A background RunWorker drains the durable run queue with bounded concurrency and lease-based crash recovery: enqueueing 1,000 runs creates 1,000 durable rows but never 1,000 in-flight tasks, and a run abandoned by a recycled pod is re-queued and resumes from its last checkpoint on another replica. Durable schedules (/crons) and per-run completion webhooks let callers trigger and be notified without holding a connection open.

Observability

Install the OTel extra and configure an exporter; YAAB emits spans following the OpenTelemetry GenAI semantic conventions (gen_ai.*) for every model call, plus token/cost attributes.

pip install 'yaab-sdk[otel]'

Control tracing at runtime — disable it entirely, or scrub PII from span attributes before they're recorded:

from yaab.observability import set_tracing_enabled, set_trace_redactor

set_tracing_enabled(False)                 # global off switch (or YAAB_DISABLE_TRACING=1)

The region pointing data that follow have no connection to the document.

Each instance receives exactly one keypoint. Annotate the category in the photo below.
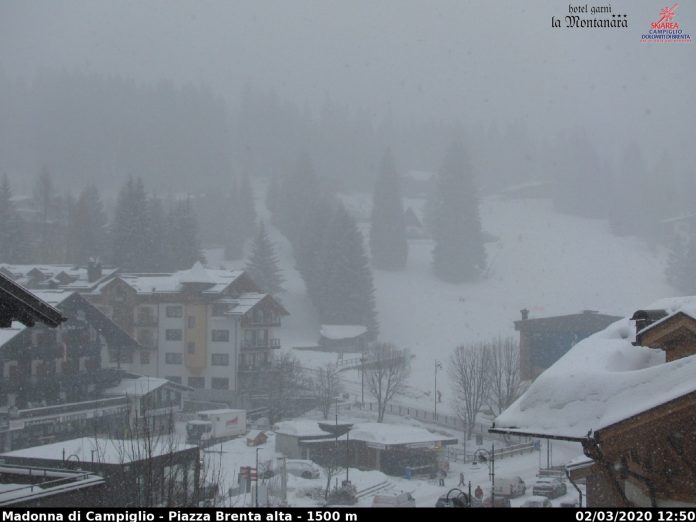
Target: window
(173, 335)
(197, 382)
(219, 310)
(220, 359)
(173, 358)
(174, 311)
(145, 337)
(220, 383)
(221, 336)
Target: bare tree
(388, 369)
(469, 371)
(153, 469)
(504, 369)
(328, 387)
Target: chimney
(94, 271)
(645, 318)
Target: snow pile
(601, 381)
(389, 434)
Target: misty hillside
(587, 268)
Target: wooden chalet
(627, 397)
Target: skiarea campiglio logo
(666, 28)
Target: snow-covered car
(453, 499)
(549, 487)
(401, 500)
(537, 501)
(303, 468)
(498, 502)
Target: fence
(448, 421)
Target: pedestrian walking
(461, 480)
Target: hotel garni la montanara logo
(666, 28)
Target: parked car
(401, 500)
(537, 501)
(498, 502)
(549, 487)
(302, 468)
(455, 498)
(509, 487)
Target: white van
(401, 500)
(509, 487)
(302, 468)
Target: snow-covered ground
(547, 262)
(230, 455)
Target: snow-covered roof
(395, 434)
(196, 275)
(107, 451)
(601, 381)
(341, 331)
(300, 428)
(244, 303)
(218, 280)
(70, 277)
(52, 297)
(7, 334)
(137, 387)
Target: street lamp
(490, 457)
(437, 365)
(362, 380)
(257, 477)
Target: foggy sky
(478, 61)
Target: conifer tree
(12, 241)
(262, 265)
(129, 227)
(184, 246)
(388, 242)
(347, 294)
(459, 253)
(157, 258)
(234, 229)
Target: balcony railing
(261, 322)
(262, 344)
(268, 367)
(145, 320)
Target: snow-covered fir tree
(129, 247)
(346, 291)
(184, 248)
(12, 239)
(459, 253)
(262, 265)
(388, 242)
(157, 257)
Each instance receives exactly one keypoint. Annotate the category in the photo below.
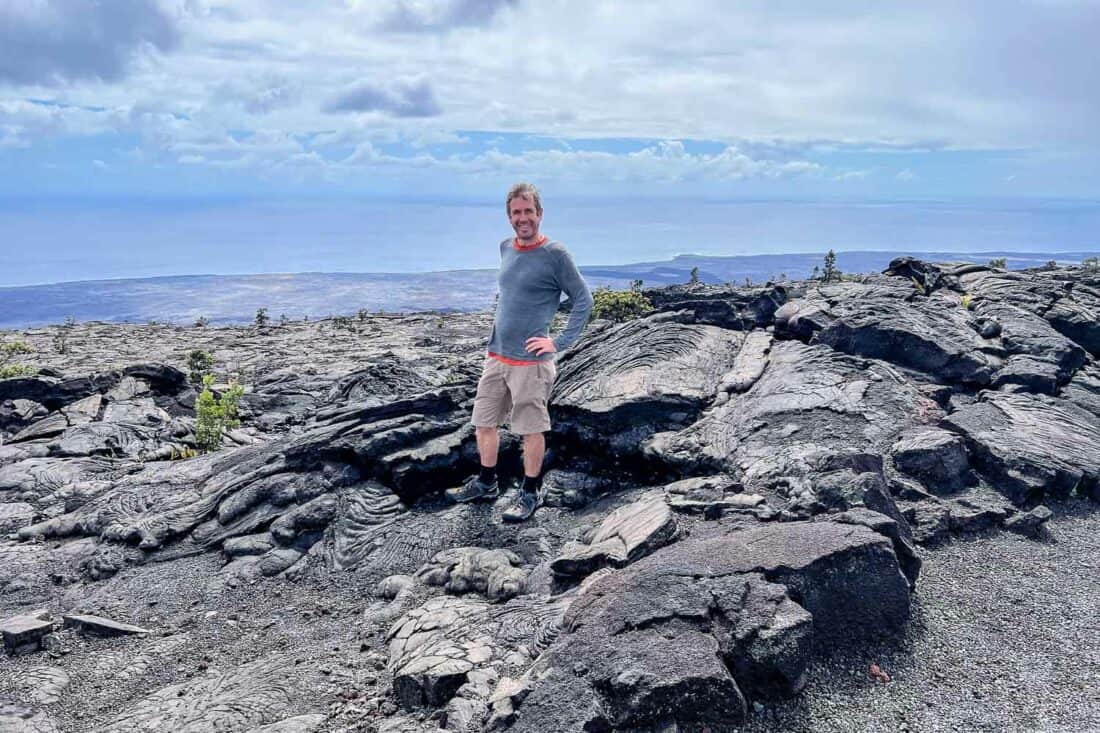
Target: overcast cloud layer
(771, 98)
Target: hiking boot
(474, 489)
(523, 507)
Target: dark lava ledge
(737, 487)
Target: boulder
(625, 535)
(934, 456)
(495, 573)
(1031, 446)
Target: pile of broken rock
(738, 481)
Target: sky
(127, 101)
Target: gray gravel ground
(1005, 636)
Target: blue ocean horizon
(78, 240)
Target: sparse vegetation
(183, 453)
(213, 415)
(831, 272)
(618, 305)
(62, 337)
(13, 350)
(199, 363)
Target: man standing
(519, 368)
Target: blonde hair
(527, 190)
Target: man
(519, 368)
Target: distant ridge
(234, 298)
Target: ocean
(79, 240)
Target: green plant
(62, 337)
(183, 453)
(213, 415)
(13, 350)
(199, 363)
(618, 305)
(829, 272)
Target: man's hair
(527, 190)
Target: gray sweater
(531, 283)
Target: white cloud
(51, 42)
(773, 81)
(400, 98)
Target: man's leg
(535, 448)
(492, 403)
(488, 446)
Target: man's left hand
(540, 345)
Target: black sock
(532, 483)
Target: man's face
(525, 218)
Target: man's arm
(571, 282)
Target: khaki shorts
(521, 391)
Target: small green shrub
(215, 415)
(829, 272)
(12, 350)
(199, 363)
(62, 336)
(618, 305)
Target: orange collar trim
(516, 244)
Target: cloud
(52, 42)
(663, 162)
(422, 15)
(410, 98)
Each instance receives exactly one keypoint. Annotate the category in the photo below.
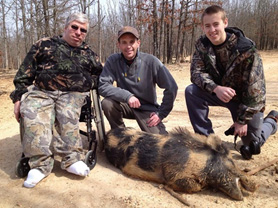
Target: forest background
(168, 28)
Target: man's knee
(107, 104)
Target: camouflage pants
(40, 110)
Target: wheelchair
(91, 111)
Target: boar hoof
(245, 152)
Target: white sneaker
(79, 168)
(34, 176)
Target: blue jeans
(198, 102)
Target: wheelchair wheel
(21, 129)
(98, 119)
(22, 167)
(91, 159)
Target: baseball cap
(128, 29)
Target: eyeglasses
(76, 28)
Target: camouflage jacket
(52, 64)
(244, 72)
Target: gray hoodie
(138, 79)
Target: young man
(51, 86)
(227, 71)
(136, 75)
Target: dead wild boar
(184, 161)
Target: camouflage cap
(128, 29)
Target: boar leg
(187, 185)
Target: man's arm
(166, 81)
(25, 74)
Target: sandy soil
(106, 186)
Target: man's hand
(240, 130)
(154, 120)
(133, 102)
(225, 94)
(17, 110)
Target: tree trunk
(5, 42)
(155, 33)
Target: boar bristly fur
(184, 161)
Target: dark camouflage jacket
(52, 64)
(244, 73)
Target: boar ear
(216, 144)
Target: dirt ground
(107, 187)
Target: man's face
(214, 28)
(75, 33)
(128, 44)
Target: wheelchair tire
(22, 167)
(91, 159)
(98, 119)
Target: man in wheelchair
(51, 86)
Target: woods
(168, 28)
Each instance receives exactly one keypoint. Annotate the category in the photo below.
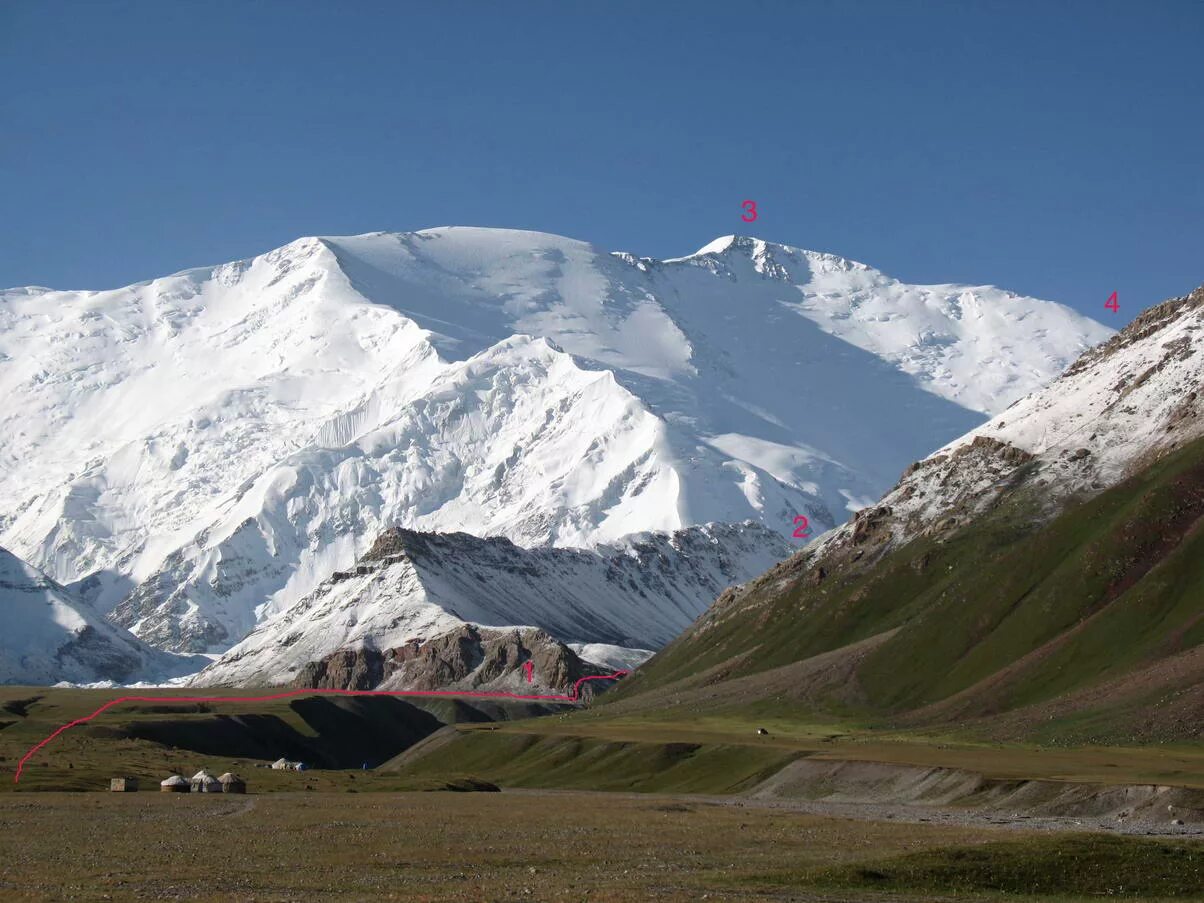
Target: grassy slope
(151, 741)
(1004, 614)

def scrub(key, value):                     # redact sensitive attributes
    return "[REDACTED]" if key.endswith("prompt") else value
set_trace_redactor(scrub)

Governance in production

Run with GovernanceMode.ENFORCING so unregistered/unapproved agents are refused and guardrail blocks stop the run. Generate evidence on demand:

yaab compliance report eu_ai_act --db registry.db